Elle porte toute sur un système d’innovation contre-révolutionnaire, déguisée sous le dehors du patriotisme. Elle a pour but de fomenter l’agiotage, d’ébranler le crédit public en déshonorant la loyauté française, de favoriser les riches créanciers, de ruiner et de désespérer les pauvres, de multiplier les mécontents, de dépouiller le peuple des biens nationaux, et d’amener insensiblement la ruine de la fortune publique.

Quels sont les administrateurs suprêmes de nos finances ? Des Brissotins, des Feuillants, des aristocrates et des fripons connus : ce sont les Cambon, les Mallarmé, les Ramel ; ce sont les compagnons et les successeurs de Chabot, de Fabre, et de Julien (de Toulouse).

Pour pallier leurs pernicieux desseins, ils se sont avisés, dans les derniers temps, de prendre l’attache du Comité de salut public, parce qu’on ne doutait pas que ce Comité, distrait par tant de si grands travaux, adopterait de confiance, comme il est arrivé quelquefois, tous les projets de Cambon.

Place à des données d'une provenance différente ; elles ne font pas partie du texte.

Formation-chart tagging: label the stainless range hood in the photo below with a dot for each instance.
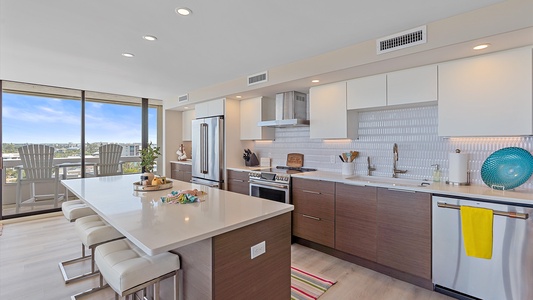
(291, 110)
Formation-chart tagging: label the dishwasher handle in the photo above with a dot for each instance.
(510, 214)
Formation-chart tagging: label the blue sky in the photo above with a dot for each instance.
(31, 119)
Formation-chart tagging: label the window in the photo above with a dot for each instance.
(34, 114)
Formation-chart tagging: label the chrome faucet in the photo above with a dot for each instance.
(369, 168)
(395, 171)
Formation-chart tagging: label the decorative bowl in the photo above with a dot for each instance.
(507, 168)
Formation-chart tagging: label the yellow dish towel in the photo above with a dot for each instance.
(477, 231)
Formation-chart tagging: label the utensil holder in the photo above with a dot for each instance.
(348, 168)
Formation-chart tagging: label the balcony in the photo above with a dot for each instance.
(131, 165)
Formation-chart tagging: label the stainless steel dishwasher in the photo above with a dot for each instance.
(507, 275)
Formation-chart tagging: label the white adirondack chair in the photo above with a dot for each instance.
(37, 167)
(110, 163)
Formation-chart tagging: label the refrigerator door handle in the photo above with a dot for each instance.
(204, 130)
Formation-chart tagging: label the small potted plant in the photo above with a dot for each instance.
(149, 156)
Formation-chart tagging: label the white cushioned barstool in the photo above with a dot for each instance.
(127, 269)
(76, 209)
(93, 231)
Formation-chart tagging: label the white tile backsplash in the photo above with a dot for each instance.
(413, 129)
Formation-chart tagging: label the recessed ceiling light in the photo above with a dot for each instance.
(149, 37)
(183, 11)
(481, 47)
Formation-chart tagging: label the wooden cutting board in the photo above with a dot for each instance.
(295, 160)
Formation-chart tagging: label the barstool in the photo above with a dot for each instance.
(93, 231)
(76, 209)
(127, 269)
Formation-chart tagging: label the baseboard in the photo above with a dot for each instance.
(31, 218)
(421, 282)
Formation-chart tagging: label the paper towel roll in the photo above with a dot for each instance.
(458, 168)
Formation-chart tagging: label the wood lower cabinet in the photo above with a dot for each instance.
(314, 210)
(356, 220)
(404, 231)
(182, 172)
(238, 182)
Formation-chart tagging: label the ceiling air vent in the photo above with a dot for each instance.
(257, 78)
(401, 40)
(183, 98)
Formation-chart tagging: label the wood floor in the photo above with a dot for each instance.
(31, 250)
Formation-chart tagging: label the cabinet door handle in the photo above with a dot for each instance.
(311, 217)
(401, 190)
(311, 192)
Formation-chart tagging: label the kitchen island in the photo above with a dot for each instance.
(213, 237)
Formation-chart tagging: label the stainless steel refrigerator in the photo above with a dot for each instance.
(208, 151)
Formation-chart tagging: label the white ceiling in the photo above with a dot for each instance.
(78, 44)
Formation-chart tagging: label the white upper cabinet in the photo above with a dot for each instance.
(210, 108)
(414, 85)
(487, 95)
(255, 110)
(186, 129)
(329, 118)
(367, 92)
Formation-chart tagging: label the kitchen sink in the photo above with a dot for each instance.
(389, 181)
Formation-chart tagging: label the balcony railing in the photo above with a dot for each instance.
(9, 184)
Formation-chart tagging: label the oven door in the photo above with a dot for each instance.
(270, 190)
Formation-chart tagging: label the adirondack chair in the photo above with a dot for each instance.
(110, 163)
(37, 167)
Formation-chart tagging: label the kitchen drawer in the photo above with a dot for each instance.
(319, 186)
(314, 204)
(241, 175)
(314, 229)
(356, 220)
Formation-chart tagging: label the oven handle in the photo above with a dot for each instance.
(268, 184)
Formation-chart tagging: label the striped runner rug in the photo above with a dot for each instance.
(305, 285)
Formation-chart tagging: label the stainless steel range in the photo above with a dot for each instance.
(274, 184)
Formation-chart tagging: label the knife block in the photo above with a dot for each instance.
(252, 162)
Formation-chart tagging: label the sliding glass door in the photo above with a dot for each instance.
(53, 117)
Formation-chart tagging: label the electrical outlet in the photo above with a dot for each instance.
(258, 249)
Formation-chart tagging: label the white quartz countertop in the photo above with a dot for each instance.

C’est un nouveau stratagème imaginé pour multiplier les ennemis du Comité, dont la perte est le principal but de toutes les conspirations.

La trésorerie nationale, dirigée par un contre-révolutionnaire hypocrite, nommé Lhermina, seconde parfaitement leurs vues par le plan qu’elle a adopté, de mettre des entraves à toutes les dépenses urgentes, sous le prétexte d’un attachement scrupuleux aux formes, de ne payer personne, excepté les aristocrates, et de vexer les citoyens malaisés par des refus, par des retards, et souvent par des provocations odieuses.

La contre-révolution est dans toutes les parties de l’économie politique. Les conspirateurs nous ont précipités, malgré nous, dans des mesures violentes, que leurs crimes seuls ont rendues nécessaires, et réduit la République à la plus affreuse disette, et qui l’aurait affamée, sans le concours des événements les plus inattendus.

Ce système était l’ouvrage de l’étranger, qui l’a proposé par l’organe vénal des Chabot, des Lullier, des Hébert et tant d’autres scélérats : il faut tous les efforts du génie pour ramener la République à un régime naturel et doux qui seul peut entretenir l’abondance ; et cet ouvrage n’est pas encore commencé.

On se rappelle tous les crimes prodigués pour réaliser le pacte de famine enfanté par le génie infernal de l’Angleterre.

Pour nous arracher à ce fléau, il a fallu deux miracles également inespérés : le premier est la rentrée de notre convoi vendu à l’Angleterre avant son départ de l’Amérique, et sur lequel le cabinet de Londres comptait, et la récolte abondante et prématurée que la nature nous a présentée ; l’autre est la patience sublime du peuple, qui a souffert la faim même pour conserver la liberté.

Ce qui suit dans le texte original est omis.